Hi. I am scraping unstructured data from pdf. However, I can separate it into rows by newline but i also want to separate into 4 columns: Details, Date, Amount. (don’t need column headers)

So I thought maybe can put into columns by characters e.g. first 100 characters into ‘Details’ Columns, last 10 characters into ‘Amount’ column.
But I not sure how to go about it. Or if you have any other ways, I am open to suggestions

This is the sample of the data

This is how I would like the output to look like

Thank you xoxo


#2

Scrape individual elements into 4 different variables and push them into 1 object,

Push all objects into Array

https://activities.uipath.com/docs/build-data-table use this activity to build a table and then write it to Excel


#3

@bala_subramanyam But i used read ocr from pdf so all the text are together


#4

Try split string with tabs, may be it will help


#5

@bala_subramanyam
sd.xaml (11.0 KB)
What I did by far:

  1. Get OCR text to get all text from page
  2. Assign- get text position to start from
  3. Assign - get text position to end
  4. Assign - get all the lines between start and end
    5)Assign - split by new lines and put into array
  5. For each - loop through to print each line

If i want to split the string, split function doesnt work in arrays nor under for each


#6

Read all text and put it in a variable (text).
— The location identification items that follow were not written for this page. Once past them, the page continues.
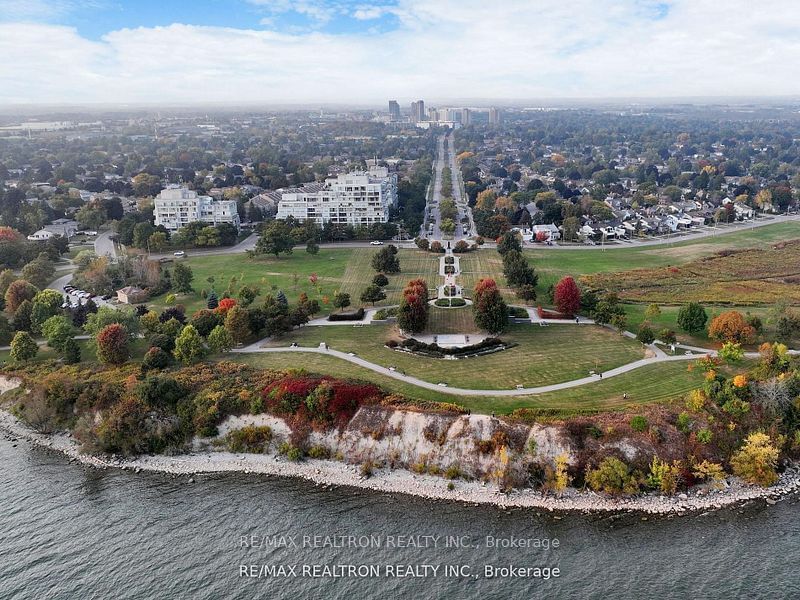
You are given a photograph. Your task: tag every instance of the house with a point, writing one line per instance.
(549, 233)
(131, 295)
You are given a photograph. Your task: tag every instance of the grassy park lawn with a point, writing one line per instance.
(288, 273)
(418, 263)
(543, 355)
(661, 382)
(554, 264)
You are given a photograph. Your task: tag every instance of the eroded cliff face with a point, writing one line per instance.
(431, 442)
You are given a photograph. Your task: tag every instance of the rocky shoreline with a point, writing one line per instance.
(326, 472)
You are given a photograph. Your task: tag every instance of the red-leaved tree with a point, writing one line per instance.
(567, 296)
(112, 344)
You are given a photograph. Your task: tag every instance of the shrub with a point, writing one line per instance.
(250, 438)
(756, 461)
(645, 334)
(156, 358)
(684, 422)
(612, 476)
(704, 436)
(23, 347)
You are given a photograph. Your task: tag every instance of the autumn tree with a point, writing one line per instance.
(112, 344)
(567, 296)
(756, 461)
(17, 292)
(489, 308)
(46, 304)
(692, 317)
(412, 314)
(23, 347)
(386, 261)
(182, 276)
(276, 238)
(189, 346)
(731, 326)
(373, 294)
(237, 322)
(220, 339)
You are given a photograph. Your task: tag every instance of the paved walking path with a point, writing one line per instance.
(523, 391)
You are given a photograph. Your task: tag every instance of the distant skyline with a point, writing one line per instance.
(246, 52)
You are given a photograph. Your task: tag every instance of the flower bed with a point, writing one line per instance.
(486, 346)
(550, 314)
(351, 316)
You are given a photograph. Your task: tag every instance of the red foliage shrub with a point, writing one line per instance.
(225, 305)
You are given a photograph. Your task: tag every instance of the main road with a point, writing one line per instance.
(445, 156)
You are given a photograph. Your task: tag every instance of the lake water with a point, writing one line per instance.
(68, 531)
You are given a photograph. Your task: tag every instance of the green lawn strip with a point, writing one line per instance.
(669, 319)
(269, 274)
(554, 264)
(662, 382)
(544, 355)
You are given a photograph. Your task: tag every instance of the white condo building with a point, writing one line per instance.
(357, 198)
(177, 206)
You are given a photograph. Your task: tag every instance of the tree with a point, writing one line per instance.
(5, 331)
(90, 217)
(276, 238)
(386, 261)
(757, 459)
(509, 241)
(237, 322)
(567, 296)
(107, 315)
(71, 352)
(189, 347)
(213, 301)
(182, 277)
(341, 300)
(692, 317)
(23, 347)
(652, 311)
(645, 334)
(205, 321)
(613, 477)
(490, 310)
(517, 270)
(57, 330)
(17, 292)
(731, 326)
(155, 358)
(112, 344)
(220, 339)
(22, 318)
(373, 294)
(46, 304)
(412, 314)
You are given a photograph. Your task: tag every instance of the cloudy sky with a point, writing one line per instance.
(329, 51)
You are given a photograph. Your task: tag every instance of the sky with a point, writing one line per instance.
(245, 52)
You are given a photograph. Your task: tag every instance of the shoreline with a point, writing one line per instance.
(399, 481)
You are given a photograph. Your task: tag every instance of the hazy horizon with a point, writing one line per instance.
(278, 52)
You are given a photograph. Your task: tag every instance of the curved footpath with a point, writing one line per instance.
(660, 357)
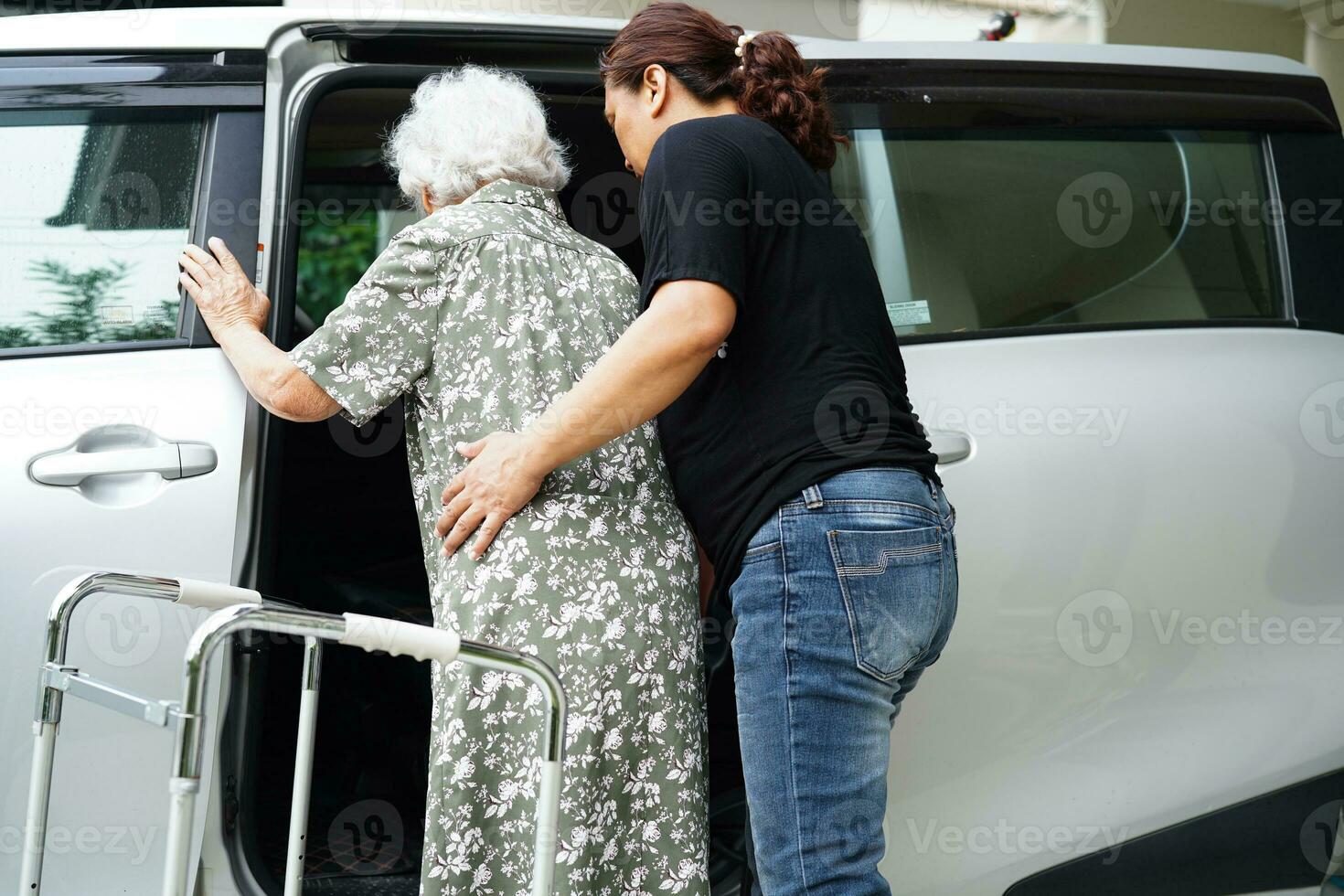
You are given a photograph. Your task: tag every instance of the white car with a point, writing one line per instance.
(1115, 274)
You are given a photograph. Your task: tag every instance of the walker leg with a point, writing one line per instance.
(548, 817)
(182, 810)
(39, 799)
(303, 767)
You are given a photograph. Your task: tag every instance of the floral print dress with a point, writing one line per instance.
(480, 315)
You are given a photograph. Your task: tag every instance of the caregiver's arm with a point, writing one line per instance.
(654, 361)
(235, 312)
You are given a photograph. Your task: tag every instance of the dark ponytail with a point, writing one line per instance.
(771, 80)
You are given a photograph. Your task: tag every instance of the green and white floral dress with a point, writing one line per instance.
(481, 315)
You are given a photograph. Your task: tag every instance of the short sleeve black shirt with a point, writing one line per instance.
(809, 382)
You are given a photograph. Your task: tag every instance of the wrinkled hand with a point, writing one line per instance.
(495, 485)
(220, 289)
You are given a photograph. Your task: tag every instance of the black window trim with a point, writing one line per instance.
(208, 82)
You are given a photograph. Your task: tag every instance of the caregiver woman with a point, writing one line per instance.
(765, 351)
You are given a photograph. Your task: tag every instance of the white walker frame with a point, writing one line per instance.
(245, 610)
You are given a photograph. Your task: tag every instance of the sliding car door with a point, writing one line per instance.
(123, 427)
(1115, 291)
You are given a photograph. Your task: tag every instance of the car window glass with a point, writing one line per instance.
(97, 208)
(984, 229)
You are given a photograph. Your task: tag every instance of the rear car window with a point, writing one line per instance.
(97, 208)
(991, 229)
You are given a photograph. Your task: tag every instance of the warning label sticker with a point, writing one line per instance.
(907, 314)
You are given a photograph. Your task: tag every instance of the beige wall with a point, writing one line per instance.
(1220, 25)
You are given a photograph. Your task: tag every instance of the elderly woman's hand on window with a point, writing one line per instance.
(235, 314)
(222, 292)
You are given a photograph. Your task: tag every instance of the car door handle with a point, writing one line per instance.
(949, 446)
(171, 460)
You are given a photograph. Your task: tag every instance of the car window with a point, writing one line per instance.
(97, 208)
(986, 229)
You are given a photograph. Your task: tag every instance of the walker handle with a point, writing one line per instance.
(400, 638)
(212, 595)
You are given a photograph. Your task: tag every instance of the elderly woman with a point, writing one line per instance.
(481, 314)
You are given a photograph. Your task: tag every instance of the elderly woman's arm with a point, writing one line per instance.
(644, 371)
(235, 312)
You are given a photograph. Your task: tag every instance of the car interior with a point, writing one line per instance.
(340, 535)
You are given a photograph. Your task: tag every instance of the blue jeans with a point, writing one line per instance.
(846, 595)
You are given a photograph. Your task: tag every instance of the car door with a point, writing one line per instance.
(109, 164)
(1128, 352)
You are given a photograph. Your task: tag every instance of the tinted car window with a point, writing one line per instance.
(97, 208)
(983, 229)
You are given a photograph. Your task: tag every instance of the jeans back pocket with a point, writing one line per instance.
(891, 581)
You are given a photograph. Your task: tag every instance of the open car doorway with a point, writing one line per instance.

Try to split with new line “text.Split(new String() {Environment.NewLine})” and then split with tab


#7

@reyaz I tried using assign
text = extract.Split(new String() {Environment.NewLine}).
It gives an error till i change the type argument of text to string[].
After I change to text (string[]), - error: split is not a function of system.array. Not sure if my split with tab code is correct


#8

I got the answer. When to iterate the row, specify under for each the numbers of characters u want then use it as another variable and add it to another column. But it is mostly hardcoding and not dynamically.